Throughout the presentation of the work, a series of dancers are invited to dance in proximity to the cube. Their performances are announced on this page as well as on a schedule on the side of the cube. As the surrounding area is quite busy with foot traffic, dance can be especially difficult to see in this context, or redundant – another body passing by. And yet, as these acts blur with and stand out from their surroundings, dancers play with excess and stillness on the limits of the highly regulated movements of public space. Combined with the list of names and the neon, their other-than-normative movements make a claim that we include divergent and experimental practices in the realm of the commons.

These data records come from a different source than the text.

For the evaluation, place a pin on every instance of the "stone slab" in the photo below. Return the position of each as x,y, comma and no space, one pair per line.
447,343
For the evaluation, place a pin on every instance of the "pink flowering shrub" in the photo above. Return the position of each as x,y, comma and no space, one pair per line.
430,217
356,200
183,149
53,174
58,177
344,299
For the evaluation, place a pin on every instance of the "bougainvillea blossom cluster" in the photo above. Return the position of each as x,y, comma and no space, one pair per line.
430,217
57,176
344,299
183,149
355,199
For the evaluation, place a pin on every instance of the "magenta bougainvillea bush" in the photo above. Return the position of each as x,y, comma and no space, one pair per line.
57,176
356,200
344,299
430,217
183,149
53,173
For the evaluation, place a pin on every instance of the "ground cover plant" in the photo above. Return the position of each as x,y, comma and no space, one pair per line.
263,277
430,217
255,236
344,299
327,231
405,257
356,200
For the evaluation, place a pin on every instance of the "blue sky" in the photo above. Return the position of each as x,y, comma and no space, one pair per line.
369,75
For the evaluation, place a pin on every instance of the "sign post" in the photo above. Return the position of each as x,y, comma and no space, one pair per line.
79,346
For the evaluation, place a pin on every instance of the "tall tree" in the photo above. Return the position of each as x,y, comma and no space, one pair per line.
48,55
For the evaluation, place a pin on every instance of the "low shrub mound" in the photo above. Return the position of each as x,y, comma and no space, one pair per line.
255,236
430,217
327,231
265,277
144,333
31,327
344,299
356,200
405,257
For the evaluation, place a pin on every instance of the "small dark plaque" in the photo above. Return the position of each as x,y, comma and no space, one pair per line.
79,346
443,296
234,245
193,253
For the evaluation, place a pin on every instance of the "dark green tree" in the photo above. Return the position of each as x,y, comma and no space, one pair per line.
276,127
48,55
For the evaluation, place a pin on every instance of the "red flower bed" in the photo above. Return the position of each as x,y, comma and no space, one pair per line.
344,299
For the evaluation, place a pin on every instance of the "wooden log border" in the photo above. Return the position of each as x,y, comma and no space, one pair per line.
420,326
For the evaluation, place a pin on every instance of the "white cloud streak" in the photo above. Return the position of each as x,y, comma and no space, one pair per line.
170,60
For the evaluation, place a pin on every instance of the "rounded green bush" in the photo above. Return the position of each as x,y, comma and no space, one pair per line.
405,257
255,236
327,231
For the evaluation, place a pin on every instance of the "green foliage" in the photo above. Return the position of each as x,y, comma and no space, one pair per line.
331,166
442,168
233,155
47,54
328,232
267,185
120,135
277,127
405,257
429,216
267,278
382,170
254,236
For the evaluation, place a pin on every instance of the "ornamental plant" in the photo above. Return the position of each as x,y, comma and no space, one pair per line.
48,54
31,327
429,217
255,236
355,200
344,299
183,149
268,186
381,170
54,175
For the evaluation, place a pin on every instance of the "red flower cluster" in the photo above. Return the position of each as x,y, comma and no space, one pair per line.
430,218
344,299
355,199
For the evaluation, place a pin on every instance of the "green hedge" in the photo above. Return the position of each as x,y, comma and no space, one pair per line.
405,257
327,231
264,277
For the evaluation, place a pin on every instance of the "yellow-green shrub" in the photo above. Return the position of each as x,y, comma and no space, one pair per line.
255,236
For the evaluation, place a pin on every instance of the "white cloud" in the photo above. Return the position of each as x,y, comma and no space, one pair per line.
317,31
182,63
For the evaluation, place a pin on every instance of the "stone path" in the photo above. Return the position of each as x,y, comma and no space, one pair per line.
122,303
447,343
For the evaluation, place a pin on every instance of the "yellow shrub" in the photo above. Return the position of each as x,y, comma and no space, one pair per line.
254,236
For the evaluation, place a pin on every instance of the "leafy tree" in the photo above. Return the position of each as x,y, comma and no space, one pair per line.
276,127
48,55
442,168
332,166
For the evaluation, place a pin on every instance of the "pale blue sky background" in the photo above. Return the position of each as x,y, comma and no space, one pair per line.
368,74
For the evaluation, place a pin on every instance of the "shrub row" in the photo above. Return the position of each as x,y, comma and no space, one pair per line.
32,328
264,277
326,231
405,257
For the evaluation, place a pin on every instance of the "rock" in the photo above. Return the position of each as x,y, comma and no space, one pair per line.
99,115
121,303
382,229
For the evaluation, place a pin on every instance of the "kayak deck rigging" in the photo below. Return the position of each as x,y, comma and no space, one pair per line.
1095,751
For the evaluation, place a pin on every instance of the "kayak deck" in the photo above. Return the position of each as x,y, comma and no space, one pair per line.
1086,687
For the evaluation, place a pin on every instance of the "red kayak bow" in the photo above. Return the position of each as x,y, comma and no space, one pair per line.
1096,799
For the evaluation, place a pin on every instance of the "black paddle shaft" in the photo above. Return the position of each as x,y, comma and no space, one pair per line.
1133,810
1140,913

Together, these elements prompt us to think of dance beyond its disciplinary techniques and usual spectacle in order to take seriously its capacity to invent practices of resistance and experimentation. To take dance seriously is to account for its political materiality: to acknowledge the ways in which it is shaped by a set of somatic and discursive technologies, which in turn enable dissident uses and assemblages. Faced with a series of minor, flickering, anonymous, singular, collective, nomadic, tangible yet abstract gestures, we are forced to question what counts as dance and to reimagine what it can do across an expanded field.
La calq is an anonymous artist that is also a minor institution of dance committed to dancing experimental subjectivities. It assembles people, spaces, times, works, and processes that embody and move through new forms of togetherness. Taking its name from the Conseil des Arts et des Lettres du Québec, it uses the feminine in order to mount a challenge to institutions of cultural heritage and to highlight these institutions’ embeddedness in hegemonic political structures. La calq undoes the performance of cultural objectivity in its insistence that institutions of dance be minor, loose, ever in motion, and risk disappearing. At the threshold of visibility and on the collective surface of the body, La calq stages unworkable movements that invite ongoing dances of attentiveness.